Emiliano Miluzzo, Alexander Varshavsky, Suhrid Balakrishnan, Romit Roy Choudhury
This paper shows that the location of screen taps on modern smartphones and tablets can be identified from accelerometer and gyroscope readings. Our findings have serious implications, as we demonstrate that an attacker can launch a background process on commodity smartphones and tablets, and silently monitor the user's inputs, such as keyboard presses and icon taps. While precise tap detection is non-trivial, requiring machine learning algorithms to identify fingerprints of closely spaced keys, sensitive sensors on modern devices aid the process. We present TapPrints, a framework
for inferring the location of taps on mobile device touch-screens using motion sensor data combined with machine learning analysis. By running tests on two different off-the-shelf smartphones and a tablet computer we show that identifying tap locations on the screen and inferring English letters could be done with up to 90% and 80% accuracy, respectively. By optimizing the core tap detection capability with additional information, such as contextual priors, we are able to further magnify the core threat.
The paper can be found here: http://www2.research.att.com/~miluzzo/pubs/sys015fp-miluzzo.pdf
Public Review uploaded by YangLi:
This public review was prepared by Yang Li.
As sensors such as accelerometers become commonplace on mobile devices, it is important to understand what we can possibly achieve with them. The paper presents TapPrints, an ensemble classification framework for inferring finger tap locations on a mobile device touchscreen from accelerometer and gyroscope readings. The experiment, based on more than 40,000 taps collected from 10 users, shows that TapPrints is able to achieve reasonable accuracy on a range of tapping tasks such as icon selection and text entry. The work is comprehensive and timely, and lays a solid foundation for future exploration of the topic.
TapPrints is not the first attempt to infer tap locations on a touchscreen using motion sensor data. Recent work has demonstrated the feasibility of deducing a user’s password from accelerometer readings as the user enters it via a touchscreen keypad. However, in addition to employing a different machine learning framework, TapPrints advances our understanding of the problem by studying a range of tapping tasks, multiple mobile devices and sensors, and various holding postures.
A concern with the paper is the feasibility of the proposed framework in realistic situations. More specifically, how is labeled training data acquired for each user, and does ambient motion such as walking interfere with the inference? To address the former, the authors clarified in their revision that a model can be pre-trained with other people’s data and adapted to each user, which alleviates the need to collect labeled data from every individual. They demonstrated the feasibility of this approach with additional experiments. Interference with ambient motion is beyond the scope of this work and left for future exploration.

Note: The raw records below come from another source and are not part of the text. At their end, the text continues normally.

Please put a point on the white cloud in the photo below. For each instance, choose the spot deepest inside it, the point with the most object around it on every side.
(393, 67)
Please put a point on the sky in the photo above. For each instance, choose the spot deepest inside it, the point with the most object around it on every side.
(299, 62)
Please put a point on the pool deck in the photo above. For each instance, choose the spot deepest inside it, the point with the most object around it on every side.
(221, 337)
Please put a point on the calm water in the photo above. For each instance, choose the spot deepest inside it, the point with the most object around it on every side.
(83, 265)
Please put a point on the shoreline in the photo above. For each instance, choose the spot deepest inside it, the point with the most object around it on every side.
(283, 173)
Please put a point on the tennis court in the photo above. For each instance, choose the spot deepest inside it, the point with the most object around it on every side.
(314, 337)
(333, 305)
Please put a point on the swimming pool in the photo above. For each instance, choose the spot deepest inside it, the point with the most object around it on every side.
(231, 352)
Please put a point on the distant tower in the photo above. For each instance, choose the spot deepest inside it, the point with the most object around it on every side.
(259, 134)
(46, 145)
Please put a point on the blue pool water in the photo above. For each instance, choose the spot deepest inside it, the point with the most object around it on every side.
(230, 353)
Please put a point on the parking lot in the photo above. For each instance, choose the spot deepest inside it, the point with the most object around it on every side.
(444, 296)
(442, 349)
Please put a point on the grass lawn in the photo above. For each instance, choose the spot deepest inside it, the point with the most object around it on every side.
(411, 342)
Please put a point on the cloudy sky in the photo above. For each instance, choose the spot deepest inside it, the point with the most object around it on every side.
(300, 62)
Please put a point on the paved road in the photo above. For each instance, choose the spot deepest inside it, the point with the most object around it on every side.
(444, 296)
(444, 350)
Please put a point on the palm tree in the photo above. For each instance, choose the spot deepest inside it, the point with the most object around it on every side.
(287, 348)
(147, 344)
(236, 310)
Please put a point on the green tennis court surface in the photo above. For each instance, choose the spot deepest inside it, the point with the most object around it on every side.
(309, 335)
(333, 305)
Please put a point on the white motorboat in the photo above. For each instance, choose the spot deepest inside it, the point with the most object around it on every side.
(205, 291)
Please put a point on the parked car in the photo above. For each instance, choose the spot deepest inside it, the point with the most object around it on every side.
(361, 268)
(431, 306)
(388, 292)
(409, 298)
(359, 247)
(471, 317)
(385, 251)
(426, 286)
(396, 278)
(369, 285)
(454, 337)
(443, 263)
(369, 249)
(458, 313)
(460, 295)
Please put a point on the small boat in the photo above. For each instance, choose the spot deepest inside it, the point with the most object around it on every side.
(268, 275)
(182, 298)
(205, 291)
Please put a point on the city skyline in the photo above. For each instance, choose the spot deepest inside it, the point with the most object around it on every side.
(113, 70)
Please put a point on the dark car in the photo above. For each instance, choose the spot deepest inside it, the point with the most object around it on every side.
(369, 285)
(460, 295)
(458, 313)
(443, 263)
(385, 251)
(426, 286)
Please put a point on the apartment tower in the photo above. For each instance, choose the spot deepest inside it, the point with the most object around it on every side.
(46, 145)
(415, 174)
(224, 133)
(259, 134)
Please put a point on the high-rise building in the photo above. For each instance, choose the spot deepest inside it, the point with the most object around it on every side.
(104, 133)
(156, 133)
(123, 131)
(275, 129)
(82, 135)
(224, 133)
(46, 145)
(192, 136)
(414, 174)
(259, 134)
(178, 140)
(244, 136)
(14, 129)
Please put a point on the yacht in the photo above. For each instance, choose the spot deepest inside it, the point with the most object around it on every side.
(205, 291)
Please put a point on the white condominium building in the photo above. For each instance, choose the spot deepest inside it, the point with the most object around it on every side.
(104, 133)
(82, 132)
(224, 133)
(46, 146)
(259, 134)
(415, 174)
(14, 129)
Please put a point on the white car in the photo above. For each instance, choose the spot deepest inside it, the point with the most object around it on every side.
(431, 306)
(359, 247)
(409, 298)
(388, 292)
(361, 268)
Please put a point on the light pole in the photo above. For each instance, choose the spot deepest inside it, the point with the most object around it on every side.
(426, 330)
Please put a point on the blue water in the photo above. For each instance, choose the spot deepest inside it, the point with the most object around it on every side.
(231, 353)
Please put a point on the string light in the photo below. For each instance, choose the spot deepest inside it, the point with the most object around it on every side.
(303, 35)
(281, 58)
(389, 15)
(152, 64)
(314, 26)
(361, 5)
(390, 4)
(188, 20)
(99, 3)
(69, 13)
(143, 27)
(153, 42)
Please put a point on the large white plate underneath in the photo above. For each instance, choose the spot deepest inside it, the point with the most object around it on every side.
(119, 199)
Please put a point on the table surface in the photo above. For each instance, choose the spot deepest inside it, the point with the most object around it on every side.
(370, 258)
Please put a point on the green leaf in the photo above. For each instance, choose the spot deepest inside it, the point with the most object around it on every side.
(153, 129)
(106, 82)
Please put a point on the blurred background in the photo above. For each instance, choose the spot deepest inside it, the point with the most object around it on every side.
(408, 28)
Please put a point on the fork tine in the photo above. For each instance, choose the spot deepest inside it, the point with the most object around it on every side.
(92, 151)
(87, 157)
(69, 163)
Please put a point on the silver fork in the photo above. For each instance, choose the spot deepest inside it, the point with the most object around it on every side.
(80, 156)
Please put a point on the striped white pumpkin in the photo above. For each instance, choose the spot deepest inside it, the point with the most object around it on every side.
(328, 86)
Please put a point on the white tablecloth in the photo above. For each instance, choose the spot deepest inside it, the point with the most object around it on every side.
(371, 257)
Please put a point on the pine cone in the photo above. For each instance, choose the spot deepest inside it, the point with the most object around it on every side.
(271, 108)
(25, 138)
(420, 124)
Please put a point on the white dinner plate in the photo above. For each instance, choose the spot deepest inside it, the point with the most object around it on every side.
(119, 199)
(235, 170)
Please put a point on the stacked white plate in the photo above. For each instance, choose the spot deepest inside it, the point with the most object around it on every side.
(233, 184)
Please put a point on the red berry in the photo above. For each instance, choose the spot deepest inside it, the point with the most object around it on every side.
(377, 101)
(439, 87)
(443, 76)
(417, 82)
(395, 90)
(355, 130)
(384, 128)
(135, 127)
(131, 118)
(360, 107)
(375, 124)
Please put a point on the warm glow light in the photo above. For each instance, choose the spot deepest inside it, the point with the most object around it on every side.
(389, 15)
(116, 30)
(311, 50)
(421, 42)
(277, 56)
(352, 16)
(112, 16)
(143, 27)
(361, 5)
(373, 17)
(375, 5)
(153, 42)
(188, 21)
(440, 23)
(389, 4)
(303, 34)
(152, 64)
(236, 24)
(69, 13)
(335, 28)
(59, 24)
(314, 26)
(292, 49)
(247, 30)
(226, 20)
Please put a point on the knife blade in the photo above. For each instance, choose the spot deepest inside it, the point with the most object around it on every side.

Although the paper is motivated by security problems, the technique has broader implications for how these built-in sensors could improve mobile interaction in general. For example, an on-screen keyboard application could combine accelerometer and touch screen data to improve key identification accuracy. It will be exciting to see future work leverage sensor input to overcome these and other fundamental issues of mobile interaction.
Many thanks to Yang Li for his thorough review. First, we would like to highlight the differences between the two recent workshop papers and our work. While these two papers focus on the use of the accelerometer only, we rely on both the accelerometer and gyroscope combined and show, for the first time, that the gyroscope is the most effective sensor for tap inference. Our results show that the gyroscope alone can double the tap inference accuracy achieved by using just the accelerometer. Other key differences are that we present results from a more thorough evaluation, involving a larger number of users, exercising different typing modalities in realistic settings, device orientations (portrait and landscape), and different device form factors (smartphones and tablets).
Next, we also address the concerns about (1) the labeled data collection methodology and (2) the impact of motion (e.g., walking) on the tap inference accuracy. (1) We show that an attacker can build a tap inference model by collecting labeled data from a finite number of people -- whom agree to provide the data -- and train the model in a supervised manner by using this data. We then show that, by deploying this model, it is possible to infer taps with sufficient accuracy even from people not contributing to the training data. We finally show that the accuracy for these new users can be improved by collecting some extra labeled data from them (by knowing, for example, the tapped letter or icon within the malicious application, which has often access to the coordinates of the tap). This new labeled data can be exploited to improve the tap classifier and effectively tune it to the new user's typing behavior. (2) In spite of not having performed experiments in the walking scenario, we have reasons to believe that the TapPrints' inference accuracy might drop when typing while walking because of the noise injected in the motion sensor data by the body movement. We will conduct experiments in this direction. However, the tapping-while-walking scenario was identified with slightly lower priority given that the majority of people tend to be stationary while typing. Even if just a fraction of people (still in the order of the millions) type while stationary, we uncover a vulnerability that can still affect large volumes of users.